At the end of each simulated year, the team reflects both on its financial results and team performance. These functions are intimately linked because team dynamics underpins improved business performance.

By way of proof: the Wharton EDP medical device simulation has been going since 2003, but the team-coaching component has been in place just the past three years. “Of the top-10 all-time business performances on the simulation, seven have of these have come since we started team reflections,” says Boyer.

3x3 Framework

Observing their living lab of team failure and success has led the authors to key principles for team improvement, although they would be the first to say you don’t get better teams by learning abstract principles. Only by practice and guided reflection.

With that caveat, the book offers a 3x3 framework. There are three foundations a team needs to get in place early—Goals, Roles, and Norms. And then three elements of ongoing reflection and change: Commit, Check, and Close, necessary to maintain peak performance.

Goals has to do with direction, getting congruence on where to go, what to do. Particularly, the authors suggest each team member has to have a personal, almost selfish “what’s-in-it-for-me” connection to the goal.

Roles is about getting clear about who is doing what specific activities and how these tasks overlap. In a real team there will be overlap of tasks. If there are just parallel activities, you have a “co-acting group” not a team.

Norms means agreement of codes of practice, ground rules in areas such as information-sharing, decision-making, and conflict-resolution.

The functions Commit, Check, and Close, point the team at buying into and continuing to do the ongoing team maintenance work needed.

Says Newberry, “No matter how good conversation are in  beginning, no matter how energized, team will come apart. There are external, environmental challenges. Teams change personnel. One way or another over time they become misaligned.

“Much (other) team thinking is linear—‘Storming, Norming, Performing, etc.’ In our perspective the process of teaming is never done. This is why our framework is cyclical.”

“Truly top performers are committed to maintaining high levels of situational awareness, checking in on progress and tweaking their approach along the way,” says Boyer. Closing means closing gaps, practically addressing the inevitable cracks that appear in team functioning over time.

The authors suggest four processes to work through behavioral change in Closing: be specific; take small steps, alter the environment, and be a realistic optimist.
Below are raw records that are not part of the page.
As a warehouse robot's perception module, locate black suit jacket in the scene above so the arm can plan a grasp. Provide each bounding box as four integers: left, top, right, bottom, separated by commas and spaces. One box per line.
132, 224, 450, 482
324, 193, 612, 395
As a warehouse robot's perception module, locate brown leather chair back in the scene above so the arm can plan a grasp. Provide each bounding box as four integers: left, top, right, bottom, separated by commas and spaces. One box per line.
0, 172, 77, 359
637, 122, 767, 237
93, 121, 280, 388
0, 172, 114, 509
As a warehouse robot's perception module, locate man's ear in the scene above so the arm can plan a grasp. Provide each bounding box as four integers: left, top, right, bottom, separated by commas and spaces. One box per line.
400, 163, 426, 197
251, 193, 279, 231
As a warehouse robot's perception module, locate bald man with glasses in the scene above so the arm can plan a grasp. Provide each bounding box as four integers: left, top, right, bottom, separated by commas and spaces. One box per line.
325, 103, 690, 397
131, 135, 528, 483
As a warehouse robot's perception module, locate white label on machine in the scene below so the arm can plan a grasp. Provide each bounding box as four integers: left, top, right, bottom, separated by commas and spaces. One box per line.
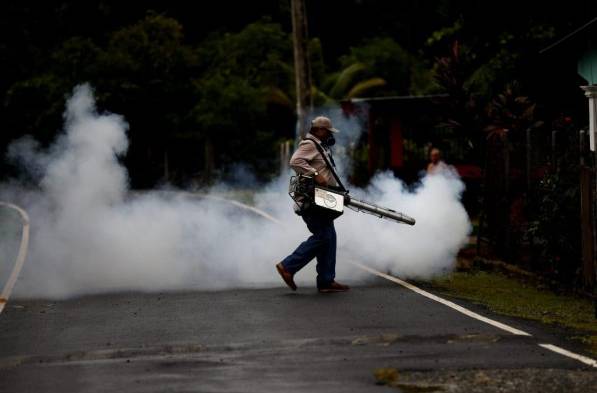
315, 187, 344, 212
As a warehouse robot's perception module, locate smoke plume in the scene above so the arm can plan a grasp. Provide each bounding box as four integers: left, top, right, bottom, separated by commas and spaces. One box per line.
0, 85, 470, 297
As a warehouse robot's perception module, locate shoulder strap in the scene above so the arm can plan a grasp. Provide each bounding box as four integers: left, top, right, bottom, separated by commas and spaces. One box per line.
305, 137, 348, 191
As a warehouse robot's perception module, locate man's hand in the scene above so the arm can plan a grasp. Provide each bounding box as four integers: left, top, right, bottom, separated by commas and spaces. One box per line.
314, 173, 328, 187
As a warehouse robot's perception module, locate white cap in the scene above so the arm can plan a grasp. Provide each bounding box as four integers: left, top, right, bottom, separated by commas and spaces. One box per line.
311, 116, 340, 132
Getting this right means really calling out what is really going on, and creating the culture of having conversations that genuinely address problems.

Deep vs. Shallow

In this the authors reference the work of anthropologist Mica Pollock on deep vs. shallow conversations. Shallow conversations have the ring of the facile, like when team members agree to “communicate well” or “be clear about decision making” or “engage people.”

In contrast the authors say peak performance in teams and groups comes down to breaking down obstacles in real conversations, and really fixing stretched or broken relationships.

“You have to move from the shallows to the deep waters if you’re going to get the best out of a team.”